More info: (Villani, 2003), (Villani, 2009), (Ambrosio, Brué & Semola, 2021, Lecture 2)
Theorem (Brenier, Knott-Smith)
If \(X = Y = \Rd\) and \(c(x,y) = |x-y|^2\), \(\mu, \nu \in \mathcal P (\Rd)\), \(\mu \ll \mathcal L^n\) and assumme \[ \int_\Rd |x|^2 \diff \mu(x), \int_\Rd |x|^2 \diff \nu(x) < \infty. \]
Then
\((K)\) is achived with a unique minimiser \(\pi\).
\((M)\) is achieved with a unique minimiser \(T\).
Furthermore \(T = \nabla \psi\) with \(\psi : \Rd \to (-\infty,\infty]\) convex, l.s.c., \(\mu\)-a.e. differentiable.
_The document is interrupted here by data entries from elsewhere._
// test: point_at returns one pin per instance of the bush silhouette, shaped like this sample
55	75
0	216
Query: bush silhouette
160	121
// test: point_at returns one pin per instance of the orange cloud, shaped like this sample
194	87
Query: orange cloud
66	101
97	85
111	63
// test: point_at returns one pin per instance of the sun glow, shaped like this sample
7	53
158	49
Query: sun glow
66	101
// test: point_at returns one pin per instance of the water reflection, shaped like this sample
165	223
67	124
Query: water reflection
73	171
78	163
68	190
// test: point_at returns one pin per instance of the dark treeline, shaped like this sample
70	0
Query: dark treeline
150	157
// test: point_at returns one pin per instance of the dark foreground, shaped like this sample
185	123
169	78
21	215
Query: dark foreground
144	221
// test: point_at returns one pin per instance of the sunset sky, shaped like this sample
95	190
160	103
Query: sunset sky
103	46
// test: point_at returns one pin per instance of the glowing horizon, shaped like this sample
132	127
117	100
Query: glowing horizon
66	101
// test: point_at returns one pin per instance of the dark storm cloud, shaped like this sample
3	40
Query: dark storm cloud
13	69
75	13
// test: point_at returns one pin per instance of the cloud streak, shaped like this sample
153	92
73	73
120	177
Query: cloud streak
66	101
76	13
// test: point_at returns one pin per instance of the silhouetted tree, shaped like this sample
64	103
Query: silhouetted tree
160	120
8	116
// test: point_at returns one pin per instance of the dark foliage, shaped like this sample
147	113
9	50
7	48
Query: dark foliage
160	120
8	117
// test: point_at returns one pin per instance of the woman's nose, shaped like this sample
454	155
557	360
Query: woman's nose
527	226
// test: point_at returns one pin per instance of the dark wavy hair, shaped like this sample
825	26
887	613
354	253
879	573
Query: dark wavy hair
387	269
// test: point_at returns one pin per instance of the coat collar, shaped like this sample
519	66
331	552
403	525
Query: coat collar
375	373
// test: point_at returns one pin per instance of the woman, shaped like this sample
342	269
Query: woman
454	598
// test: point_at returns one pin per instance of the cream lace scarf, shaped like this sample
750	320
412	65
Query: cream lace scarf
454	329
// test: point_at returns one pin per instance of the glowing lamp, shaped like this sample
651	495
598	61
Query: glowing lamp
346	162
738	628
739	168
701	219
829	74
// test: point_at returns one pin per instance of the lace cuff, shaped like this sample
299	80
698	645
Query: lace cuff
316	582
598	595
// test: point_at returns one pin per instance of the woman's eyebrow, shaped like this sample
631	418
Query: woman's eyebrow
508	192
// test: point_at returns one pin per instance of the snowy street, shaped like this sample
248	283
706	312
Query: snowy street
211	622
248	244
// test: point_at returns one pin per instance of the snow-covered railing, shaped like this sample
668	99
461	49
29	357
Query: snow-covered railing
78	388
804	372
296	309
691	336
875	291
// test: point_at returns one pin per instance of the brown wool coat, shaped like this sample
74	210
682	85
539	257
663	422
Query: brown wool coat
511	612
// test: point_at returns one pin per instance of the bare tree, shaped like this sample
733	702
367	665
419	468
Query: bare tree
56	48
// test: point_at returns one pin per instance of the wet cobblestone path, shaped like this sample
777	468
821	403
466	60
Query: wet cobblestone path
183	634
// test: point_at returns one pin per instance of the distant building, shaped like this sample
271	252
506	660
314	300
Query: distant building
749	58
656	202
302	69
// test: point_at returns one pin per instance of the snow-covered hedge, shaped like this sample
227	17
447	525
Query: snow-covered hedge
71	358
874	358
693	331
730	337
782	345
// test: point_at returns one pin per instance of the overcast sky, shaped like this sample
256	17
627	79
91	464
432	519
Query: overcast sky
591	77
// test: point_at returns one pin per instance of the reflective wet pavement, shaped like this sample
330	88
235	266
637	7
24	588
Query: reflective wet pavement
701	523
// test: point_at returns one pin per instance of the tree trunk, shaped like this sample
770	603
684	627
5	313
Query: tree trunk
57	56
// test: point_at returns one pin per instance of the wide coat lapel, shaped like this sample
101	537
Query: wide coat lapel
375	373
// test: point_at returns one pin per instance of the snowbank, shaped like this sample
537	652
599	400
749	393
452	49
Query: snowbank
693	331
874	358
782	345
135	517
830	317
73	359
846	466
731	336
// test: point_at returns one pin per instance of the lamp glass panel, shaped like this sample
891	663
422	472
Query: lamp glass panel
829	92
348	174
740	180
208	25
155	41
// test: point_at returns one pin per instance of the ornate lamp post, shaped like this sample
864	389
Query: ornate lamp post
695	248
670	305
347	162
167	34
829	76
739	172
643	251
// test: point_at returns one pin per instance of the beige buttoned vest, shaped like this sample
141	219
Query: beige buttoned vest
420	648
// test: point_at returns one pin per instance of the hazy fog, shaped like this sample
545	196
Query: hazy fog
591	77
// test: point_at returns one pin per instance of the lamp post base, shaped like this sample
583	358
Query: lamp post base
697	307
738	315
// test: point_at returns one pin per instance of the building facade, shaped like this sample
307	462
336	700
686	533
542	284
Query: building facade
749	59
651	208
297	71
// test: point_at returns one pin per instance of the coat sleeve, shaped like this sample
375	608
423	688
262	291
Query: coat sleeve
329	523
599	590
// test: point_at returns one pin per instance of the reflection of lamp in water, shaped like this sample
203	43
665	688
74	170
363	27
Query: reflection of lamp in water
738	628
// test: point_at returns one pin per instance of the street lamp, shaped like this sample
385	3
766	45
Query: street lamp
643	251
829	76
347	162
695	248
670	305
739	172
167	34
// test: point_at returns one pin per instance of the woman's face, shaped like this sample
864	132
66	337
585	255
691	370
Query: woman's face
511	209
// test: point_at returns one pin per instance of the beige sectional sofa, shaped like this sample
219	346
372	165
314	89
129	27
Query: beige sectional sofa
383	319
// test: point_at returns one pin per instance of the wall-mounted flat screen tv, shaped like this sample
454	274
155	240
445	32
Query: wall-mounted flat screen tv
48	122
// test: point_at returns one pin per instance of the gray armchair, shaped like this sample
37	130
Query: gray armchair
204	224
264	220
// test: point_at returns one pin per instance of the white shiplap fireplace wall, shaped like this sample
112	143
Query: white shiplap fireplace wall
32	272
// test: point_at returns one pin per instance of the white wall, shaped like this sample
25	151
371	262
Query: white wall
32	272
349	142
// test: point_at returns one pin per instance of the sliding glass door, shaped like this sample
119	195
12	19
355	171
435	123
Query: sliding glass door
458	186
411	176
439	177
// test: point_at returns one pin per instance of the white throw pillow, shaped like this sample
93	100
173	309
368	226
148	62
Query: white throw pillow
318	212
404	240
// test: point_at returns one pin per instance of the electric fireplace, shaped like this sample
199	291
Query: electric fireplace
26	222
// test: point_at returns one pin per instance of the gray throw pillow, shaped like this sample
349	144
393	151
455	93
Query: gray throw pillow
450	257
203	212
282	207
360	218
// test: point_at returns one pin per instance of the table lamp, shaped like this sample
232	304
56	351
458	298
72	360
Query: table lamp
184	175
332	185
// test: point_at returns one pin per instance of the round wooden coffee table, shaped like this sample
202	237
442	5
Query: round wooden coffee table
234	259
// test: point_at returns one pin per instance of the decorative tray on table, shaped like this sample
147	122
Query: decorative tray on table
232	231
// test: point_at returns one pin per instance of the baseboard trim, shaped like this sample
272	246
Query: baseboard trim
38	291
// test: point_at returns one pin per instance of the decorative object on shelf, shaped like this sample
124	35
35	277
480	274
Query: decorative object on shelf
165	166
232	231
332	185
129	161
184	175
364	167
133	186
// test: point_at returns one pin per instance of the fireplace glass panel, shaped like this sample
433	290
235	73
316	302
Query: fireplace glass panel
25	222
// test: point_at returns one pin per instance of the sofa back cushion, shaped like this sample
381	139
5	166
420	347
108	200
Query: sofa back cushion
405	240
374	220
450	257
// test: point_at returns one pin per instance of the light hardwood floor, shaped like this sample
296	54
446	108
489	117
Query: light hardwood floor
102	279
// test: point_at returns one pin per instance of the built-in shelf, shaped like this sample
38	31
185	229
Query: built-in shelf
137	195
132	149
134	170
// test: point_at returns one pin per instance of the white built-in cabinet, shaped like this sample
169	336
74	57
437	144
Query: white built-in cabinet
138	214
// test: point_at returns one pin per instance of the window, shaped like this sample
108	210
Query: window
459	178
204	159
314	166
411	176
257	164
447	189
The optimal transports in \(\mathrm{Trans} (\mu, \nu)\) and \(\mathrm{Trans} (\nu, \mu)\) are inverses of each other.
We also also have that
Let \(\psi : \Rd \to (-\infty,\infty]\) convex, l.s.c., \(\mu\)-a.e. differentiable, and \(|\nabla \psi|^2 \in L^1 (\mu)\).
Then \(T = \nabla \psi\) is an optimal transport between \(\mu\) and \(T_\# \mu\).
More info: (Ambrosio, Brué & Semola, 2021, Lecture 5)
The Wasserstein space
Let \(1 \le p < \infty\). For \(\mu, \nu \in \mathcal P(\Rd)\) take the Wasserstein distance \[ d_p(\mu, \nu) = \left( \inf_{\pi \in \Pi(\mu, \nu)} \int_{\Rd \times \Rd} |x-y|^p \diff \pi (x,y) \right)^{\frac 1 p} \]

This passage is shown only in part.